Reaffirming its prior ruling in Buchanan v. Kentucky, , the Court held that when "a defense expert who has examined the defendant testifies that the defendant lacked the requisite mental state to commit an offense, the prosecution may present psychiatric evidence in rebuttal." Not allowing this would "undermine the adversarial process" and permit a defendant to provide "a one-sided and potentially inaccurate view of his mental state" at the time of the crime, through an expert.

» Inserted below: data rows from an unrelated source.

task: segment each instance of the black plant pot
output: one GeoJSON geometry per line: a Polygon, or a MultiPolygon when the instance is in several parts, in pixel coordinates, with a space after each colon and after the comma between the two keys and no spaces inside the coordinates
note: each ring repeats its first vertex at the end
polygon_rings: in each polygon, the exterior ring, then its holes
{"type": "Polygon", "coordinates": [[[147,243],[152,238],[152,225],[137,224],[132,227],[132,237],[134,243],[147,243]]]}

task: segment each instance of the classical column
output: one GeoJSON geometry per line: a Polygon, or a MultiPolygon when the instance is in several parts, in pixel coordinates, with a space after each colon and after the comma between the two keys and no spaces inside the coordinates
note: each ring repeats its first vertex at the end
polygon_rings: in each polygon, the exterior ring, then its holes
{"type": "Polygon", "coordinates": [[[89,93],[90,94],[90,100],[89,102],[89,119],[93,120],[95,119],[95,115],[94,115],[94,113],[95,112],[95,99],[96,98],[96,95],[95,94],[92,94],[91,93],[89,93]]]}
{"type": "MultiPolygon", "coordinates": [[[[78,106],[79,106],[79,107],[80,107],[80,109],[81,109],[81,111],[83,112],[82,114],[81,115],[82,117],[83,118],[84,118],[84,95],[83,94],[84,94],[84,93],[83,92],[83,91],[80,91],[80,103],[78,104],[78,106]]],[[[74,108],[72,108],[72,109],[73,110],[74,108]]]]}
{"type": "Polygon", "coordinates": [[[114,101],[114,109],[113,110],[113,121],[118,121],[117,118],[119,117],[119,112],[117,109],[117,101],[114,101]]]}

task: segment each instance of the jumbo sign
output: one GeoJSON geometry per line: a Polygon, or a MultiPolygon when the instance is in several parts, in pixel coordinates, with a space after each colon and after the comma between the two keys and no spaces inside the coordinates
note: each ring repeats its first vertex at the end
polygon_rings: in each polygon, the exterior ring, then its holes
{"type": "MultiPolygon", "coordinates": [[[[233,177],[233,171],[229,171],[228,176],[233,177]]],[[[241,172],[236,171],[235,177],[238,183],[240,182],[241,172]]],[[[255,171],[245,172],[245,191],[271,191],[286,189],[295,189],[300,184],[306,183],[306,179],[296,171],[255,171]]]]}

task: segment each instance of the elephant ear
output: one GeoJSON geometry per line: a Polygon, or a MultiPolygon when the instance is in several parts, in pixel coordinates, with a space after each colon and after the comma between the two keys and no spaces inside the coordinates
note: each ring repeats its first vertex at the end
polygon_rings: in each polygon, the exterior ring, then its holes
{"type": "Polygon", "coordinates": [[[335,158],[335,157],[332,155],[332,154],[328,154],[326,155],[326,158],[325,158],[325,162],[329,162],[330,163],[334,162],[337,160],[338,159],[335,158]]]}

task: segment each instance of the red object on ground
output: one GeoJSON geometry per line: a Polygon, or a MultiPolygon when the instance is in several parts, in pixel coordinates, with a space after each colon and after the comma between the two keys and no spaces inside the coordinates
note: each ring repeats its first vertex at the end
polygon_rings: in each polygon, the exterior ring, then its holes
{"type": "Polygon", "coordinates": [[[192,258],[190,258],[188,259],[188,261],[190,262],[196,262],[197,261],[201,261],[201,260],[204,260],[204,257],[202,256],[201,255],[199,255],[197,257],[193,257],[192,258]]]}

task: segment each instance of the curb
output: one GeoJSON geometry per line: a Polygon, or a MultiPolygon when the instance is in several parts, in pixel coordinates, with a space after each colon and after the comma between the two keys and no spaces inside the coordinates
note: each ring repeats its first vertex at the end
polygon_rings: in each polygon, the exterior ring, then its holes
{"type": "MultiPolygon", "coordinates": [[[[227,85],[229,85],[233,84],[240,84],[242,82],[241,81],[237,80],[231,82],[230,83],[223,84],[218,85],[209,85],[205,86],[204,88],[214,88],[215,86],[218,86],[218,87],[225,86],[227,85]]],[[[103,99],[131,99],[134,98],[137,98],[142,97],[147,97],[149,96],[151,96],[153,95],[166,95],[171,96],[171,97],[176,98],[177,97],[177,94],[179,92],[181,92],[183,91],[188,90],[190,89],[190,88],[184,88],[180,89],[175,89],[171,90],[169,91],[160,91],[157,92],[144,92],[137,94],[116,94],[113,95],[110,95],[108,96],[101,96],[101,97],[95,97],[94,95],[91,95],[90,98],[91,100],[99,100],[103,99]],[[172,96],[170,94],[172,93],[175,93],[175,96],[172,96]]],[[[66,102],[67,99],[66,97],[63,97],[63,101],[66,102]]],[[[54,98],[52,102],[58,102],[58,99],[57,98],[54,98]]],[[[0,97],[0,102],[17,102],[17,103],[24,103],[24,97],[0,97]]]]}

The Fifth Amendment does not permit a defendant who chooses to testify to refuse to submit to cross-examination.

The Court also drew a distinction between "mental status," at issue in Buchanan, and "mental disease or defect," a provision of Kansas law which does not include voluntary intoxication, calling the former a broader term than the latter. Kansas' usage of the court-ordered exam to rebut the voluntary-intoxication defense is not prohibited by the Fifth Amendment.